Here are a couple of revealing sections:

Public records reveal that as Gore lectures Americans on excessive consumption, he and wife Tipper live in two properties: a 10,000-square-foot, 20-room, eight-bathroom home in Nashville, and a 4,000-square-foot home in Arlington, Va. (He also has a third home in Carthage, Tenn.) For someone rallying the planet to pursue a path of extreme personal sacrifice, Gore requires little from himself.

Then there is the troubling matter of his energy use. In the Washington, D.C., area, utility companies offer wind energy as an alternative to traditional energy. In Nashville, similar programs exist. Utility customers must simply pay a few extra pennies per kilowatt hour, and they can continue living their carbon-neutral lifestyles knowing that they are supporting wind energy. Plenty of businesses and institutions have signed up. Even the Bush administration is using green energy for some federal office buildings, as are thousands of area residents. But according to public records, there is no evidence that Gore has signed up to use green energy in either of his large residences. When contacted recently, Gore's office confirmed as much but said the Gores were looking into making the switch at both homes. Talk about inconvenient truths.
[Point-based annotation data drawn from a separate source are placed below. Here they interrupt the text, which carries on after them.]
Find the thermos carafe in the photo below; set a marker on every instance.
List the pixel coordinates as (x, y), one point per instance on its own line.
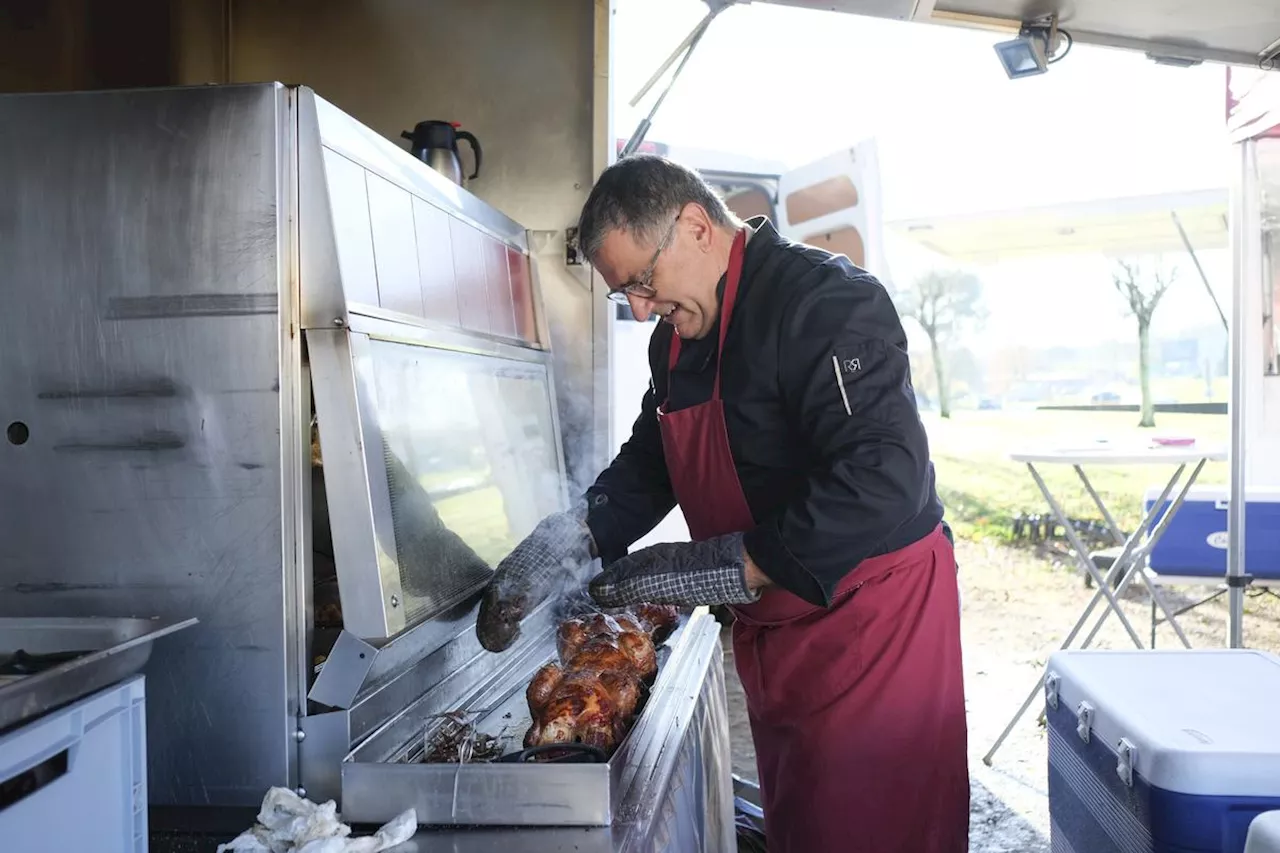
(437, 145)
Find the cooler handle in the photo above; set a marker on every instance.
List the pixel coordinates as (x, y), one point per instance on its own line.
(1125, 757)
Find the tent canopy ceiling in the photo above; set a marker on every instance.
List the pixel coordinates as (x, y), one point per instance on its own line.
(1133, 226)
(1226, 31)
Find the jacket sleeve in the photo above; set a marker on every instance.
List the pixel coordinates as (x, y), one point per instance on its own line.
(634, 493)
(845, 382)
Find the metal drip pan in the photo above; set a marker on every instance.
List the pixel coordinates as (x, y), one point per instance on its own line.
(387, 774)
(46, 662)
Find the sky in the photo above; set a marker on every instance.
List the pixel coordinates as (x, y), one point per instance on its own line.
(954, 135)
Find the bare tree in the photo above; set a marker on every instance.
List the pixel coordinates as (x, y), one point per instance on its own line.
(944, 302)
(1142, 290)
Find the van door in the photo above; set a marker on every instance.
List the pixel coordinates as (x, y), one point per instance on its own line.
(835, 204)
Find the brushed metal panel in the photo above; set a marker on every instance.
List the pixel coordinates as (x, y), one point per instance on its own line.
(352, 228)
(379, 155)
(141, 343)
(394, 246)
(435, 264)
(502, 311)
(470, 277)
(321, 297)
(522, 296)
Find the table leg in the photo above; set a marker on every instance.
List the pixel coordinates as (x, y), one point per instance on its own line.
(1082, 556)
(1137, 561)
(1097, 501)
(1104, 589)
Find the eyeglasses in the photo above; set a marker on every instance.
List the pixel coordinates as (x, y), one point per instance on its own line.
(641, 286)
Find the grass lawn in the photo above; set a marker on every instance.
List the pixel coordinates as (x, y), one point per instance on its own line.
(983, 489)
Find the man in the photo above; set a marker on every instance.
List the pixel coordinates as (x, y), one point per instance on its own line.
(782, 420)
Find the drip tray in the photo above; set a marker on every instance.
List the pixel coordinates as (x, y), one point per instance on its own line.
(512, 787)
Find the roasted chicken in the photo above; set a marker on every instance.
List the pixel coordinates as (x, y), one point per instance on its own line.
(592, 694)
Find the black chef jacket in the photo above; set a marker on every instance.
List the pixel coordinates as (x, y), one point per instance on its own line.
(827, 486)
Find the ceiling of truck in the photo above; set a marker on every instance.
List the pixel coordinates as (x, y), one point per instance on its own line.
(1226, 31)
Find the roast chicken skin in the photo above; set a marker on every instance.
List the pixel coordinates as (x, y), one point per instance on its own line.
(592, 694)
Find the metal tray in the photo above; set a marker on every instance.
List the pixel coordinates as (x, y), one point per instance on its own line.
(378, 783)
(115, 648)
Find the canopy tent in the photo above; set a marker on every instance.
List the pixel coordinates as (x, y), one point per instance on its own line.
(1243, 32)
(1134, 224)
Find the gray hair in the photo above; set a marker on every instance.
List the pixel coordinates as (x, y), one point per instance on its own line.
(640, 195)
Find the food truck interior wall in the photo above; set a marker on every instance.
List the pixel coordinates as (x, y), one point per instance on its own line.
(530, 80)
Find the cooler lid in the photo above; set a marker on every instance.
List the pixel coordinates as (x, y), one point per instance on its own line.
(1203, 721)
(1215, 493)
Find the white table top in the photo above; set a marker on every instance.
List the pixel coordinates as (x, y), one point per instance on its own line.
(1102, 452)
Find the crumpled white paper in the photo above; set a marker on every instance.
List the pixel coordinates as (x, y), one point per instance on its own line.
(289, 824)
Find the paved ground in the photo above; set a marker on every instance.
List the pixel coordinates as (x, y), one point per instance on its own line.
(1018, 606)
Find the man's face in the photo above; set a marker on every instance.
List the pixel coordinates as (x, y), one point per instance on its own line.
(673, 277)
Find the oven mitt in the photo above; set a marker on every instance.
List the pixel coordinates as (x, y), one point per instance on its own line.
(549, 560)
(677, 573)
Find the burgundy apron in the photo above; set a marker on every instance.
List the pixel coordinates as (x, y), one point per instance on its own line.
(856, 710)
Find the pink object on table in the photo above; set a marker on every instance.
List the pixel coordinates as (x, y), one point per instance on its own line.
(1174, 442)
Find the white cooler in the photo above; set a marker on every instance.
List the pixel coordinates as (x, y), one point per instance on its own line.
(1161, 751)
(1264, 834)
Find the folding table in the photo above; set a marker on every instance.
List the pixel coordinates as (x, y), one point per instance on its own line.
(1134, 548)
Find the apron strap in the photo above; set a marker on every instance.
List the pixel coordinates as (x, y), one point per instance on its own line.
(731, 281)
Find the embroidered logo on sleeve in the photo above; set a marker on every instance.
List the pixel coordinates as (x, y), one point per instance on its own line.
(851, 363)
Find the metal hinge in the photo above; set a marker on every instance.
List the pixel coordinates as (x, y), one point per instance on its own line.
(1083, 720)
(572, 251)
(1127, 755)
(1051, 683)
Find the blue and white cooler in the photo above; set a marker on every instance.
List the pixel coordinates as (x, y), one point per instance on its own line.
(1194, 543)
(1161, 751)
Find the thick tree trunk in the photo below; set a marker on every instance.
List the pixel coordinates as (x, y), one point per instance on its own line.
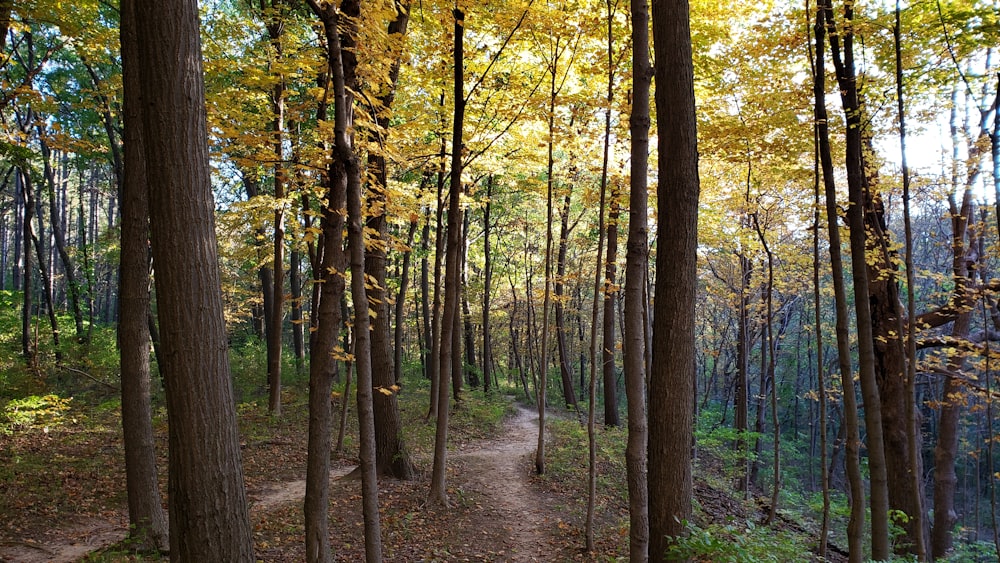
(208, 505)
(322, 366)
(671, 389)
(390, 451)
(147, 519)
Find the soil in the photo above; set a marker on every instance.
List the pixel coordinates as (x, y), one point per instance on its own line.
(497, 512)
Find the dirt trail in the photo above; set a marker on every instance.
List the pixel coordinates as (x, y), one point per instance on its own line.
(66, 544)
(499, 471)
(496, 473)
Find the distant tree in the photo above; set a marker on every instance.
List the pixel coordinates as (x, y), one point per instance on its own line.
(209, 520)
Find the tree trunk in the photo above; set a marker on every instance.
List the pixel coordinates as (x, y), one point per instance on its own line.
(404, 283)
(609, 318)
(487, 287)
(468, 333)
(147, 519)
(425, 299)
(636, 260)
(208, 506)
(742, 398)
(390, 452)
(60, 239)
(27, 350)
(671, 390)
(857, 190)
(295, 285)
(852, 440)
(565, 371)
(438, 493)
(275, 27)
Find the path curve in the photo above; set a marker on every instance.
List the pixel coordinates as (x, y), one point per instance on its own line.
(499, 471)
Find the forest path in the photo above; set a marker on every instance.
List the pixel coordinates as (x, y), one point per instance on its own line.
(499, 471)
(490, 480)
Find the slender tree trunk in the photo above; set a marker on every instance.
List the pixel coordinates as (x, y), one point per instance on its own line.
(60, 240)
(27, 350)
(147, 519)
(467, 331)
(914, 472)
(275, 28)
(856, 189)
(404, 283)
(438, 493)
(671, 390)
(487, 286)
(852, 439)
(425, 300)
(742, 398)
(44, 265)
(295, 285)
(565, 370)
(636, 258)
(609, 318)
(818, 320)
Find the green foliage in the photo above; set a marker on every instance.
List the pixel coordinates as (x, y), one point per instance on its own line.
(719, 440)
(34, 411)
(738, 543)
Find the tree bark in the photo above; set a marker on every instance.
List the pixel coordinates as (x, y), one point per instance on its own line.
(671, 389)
(147, 519)
(438, 492)
(565, 371)
(275, 29)
(852, 464)
(390, 452)
(857, 190)
(609, 318)
(636, 261)
(487, 286)
(208, 506)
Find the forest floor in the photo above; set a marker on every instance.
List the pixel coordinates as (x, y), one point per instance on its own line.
(499, 511)
(62, 493)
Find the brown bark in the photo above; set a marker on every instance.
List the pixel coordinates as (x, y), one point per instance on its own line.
(147, 519)
(487, 287)
(609, 318)
(636, 262)
(858, 190)
(390, 452)
(565, 371)
(852, 440)
(208, 506)
(438, 493)
(671, 379)
(275, 29)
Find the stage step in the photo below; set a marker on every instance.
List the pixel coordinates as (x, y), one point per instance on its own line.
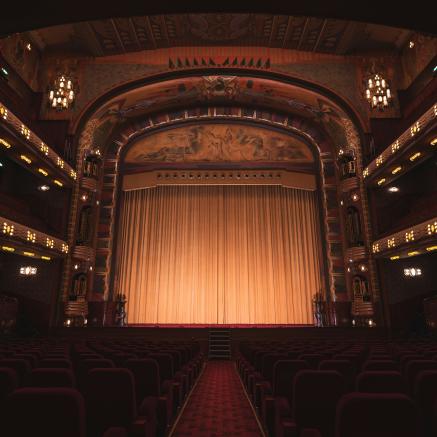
(219, 344)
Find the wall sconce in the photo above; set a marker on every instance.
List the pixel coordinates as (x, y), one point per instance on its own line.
(28, 270)
(412, 272)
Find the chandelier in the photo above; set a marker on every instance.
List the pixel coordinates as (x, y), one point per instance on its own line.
(62, 92)
(377, 92)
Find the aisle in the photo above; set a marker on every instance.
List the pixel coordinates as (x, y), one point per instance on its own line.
(218, 406)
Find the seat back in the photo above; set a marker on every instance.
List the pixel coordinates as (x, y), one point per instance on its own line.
(48, 412)
(313, 360)
(380, 365)
(165, 363)
(315, 396)
(146, 376)
(268, 364)
(425, 396)
(21, 367)
(55, 363)
(344, 367)
(284, 372)
(110, 399)
(381, 382)
(51, 377)
(414, 367)
(375, 415)
(85, 366)
(8, 381)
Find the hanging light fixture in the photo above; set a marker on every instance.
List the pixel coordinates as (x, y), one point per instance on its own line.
(62, 92)
(377, 91)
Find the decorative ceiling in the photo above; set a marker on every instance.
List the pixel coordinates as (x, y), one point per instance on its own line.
(34, 15)
(124, 35)
(219, 142)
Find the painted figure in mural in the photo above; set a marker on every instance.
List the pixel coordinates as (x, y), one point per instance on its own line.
(219, 142)
(120, 311)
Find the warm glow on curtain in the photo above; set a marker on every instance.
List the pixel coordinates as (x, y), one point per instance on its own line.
(219, 254)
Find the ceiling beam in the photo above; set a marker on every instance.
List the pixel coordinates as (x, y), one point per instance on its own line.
(319, 37)
(117, 34)
(303, 34)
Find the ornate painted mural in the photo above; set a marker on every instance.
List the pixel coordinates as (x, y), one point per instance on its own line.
(219, 142)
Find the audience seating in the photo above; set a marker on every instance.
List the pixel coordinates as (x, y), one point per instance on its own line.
(8, 382)
(376, 414)
(381, 382)
(315, 396)
(110, 401)
(391, 372)
(48, 412)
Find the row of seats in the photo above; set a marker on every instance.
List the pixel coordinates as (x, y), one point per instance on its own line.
(95, 387)
(342, 389)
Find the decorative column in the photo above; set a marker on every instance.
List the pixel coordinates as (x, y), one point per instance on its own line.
(357, 252)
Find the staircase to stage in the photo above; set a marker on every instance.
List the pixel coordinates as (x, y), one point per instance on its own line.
(219, 344)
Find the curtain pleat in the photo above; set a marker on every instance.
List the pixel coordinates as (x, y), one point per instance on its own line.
(219, 255)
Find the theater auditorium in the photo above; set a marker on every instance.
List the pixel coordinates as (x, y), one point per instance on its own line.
(218, 220)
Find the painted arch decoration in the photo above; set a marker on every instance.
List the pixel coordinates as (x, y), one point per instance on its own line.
(124, 116)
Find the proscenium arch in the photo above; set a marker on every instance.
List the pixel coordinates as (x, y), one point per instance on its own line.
(280, 77)
(85, 121)
(312, 145)
(121, 141)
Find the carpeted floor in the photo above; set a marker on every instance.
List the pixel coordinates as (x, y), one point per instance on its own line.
(218, 406)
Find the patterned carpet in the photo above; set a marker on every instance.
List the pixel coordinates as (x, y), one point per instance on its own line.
(218, 406)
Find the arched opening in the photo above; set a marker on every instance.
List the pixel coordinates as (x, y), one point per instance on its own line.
(290, 105)
(219, 223)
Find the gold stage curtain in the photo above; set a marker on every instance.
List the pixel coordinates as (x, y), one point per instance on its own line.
(219, 255)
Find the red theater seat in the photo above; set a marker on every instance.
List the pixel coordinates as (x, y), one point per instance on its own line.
(111, 402)
(21, 367)
(414, 367)
(56, 363)
(276, 400)
(315, 397)
(344, 367)
(376, 415)
(48, 412)
(380, 365)
(381, 382)
(48, 377)
(8, 382)
(148, 389)
(86, 365)
(425, 395)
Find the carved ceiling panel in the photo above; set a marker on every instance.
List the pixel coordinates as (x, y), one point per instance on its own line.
(124, 35)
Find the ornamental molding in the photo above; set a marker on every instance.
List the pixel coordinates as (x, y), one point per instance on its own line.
(16, 232)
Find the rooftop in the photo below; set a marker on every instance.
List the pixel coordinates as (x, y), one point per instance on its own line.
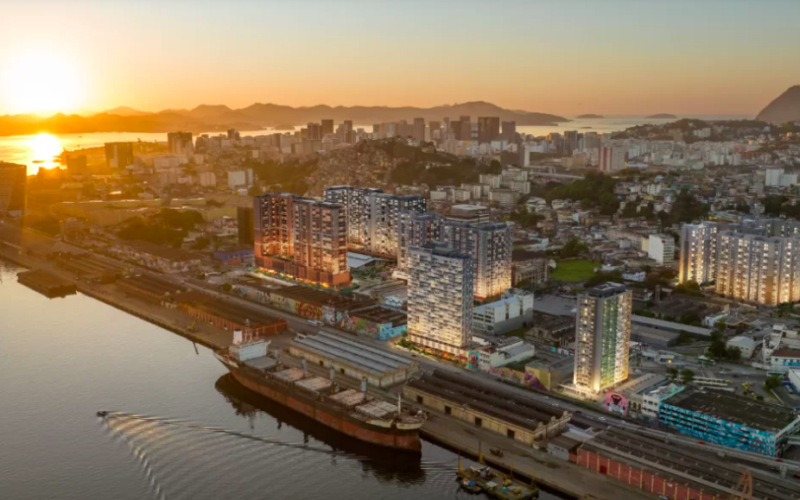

Okay, he's been a little slack, but it's not like Gore actually makes money BOTH from slamming oil and mining companies AND from owning them . . . right?

No:

Gore has held these apocalyptic views about the environment for some time. So why, then, didn't Gore dump his family's large stock holdings in Occidental Petroleum? As executor of his family's trust, over the years Gore has controlled hundreds of thousands of dollars in Oxy stock. Oxy has been mired in controversy over oil drilling in ecologically sensitive areas. Living carbon-free apparently doesn't mean living oil-stock-free. Nor does it necessarily mean forgoing a mining royalty, either.

Humanity might be "sitting on a ticking time bomb," but Gore's home in Carthage is sitting on a zinc mine. Gore received $20,000 a year in royalties from Pasminco Zinc, which operated a zinc concession on his property at least until late 2003. Tennessee has cited the company for adding large quantities of barium, iron and zinc to the nearby Caney Fork.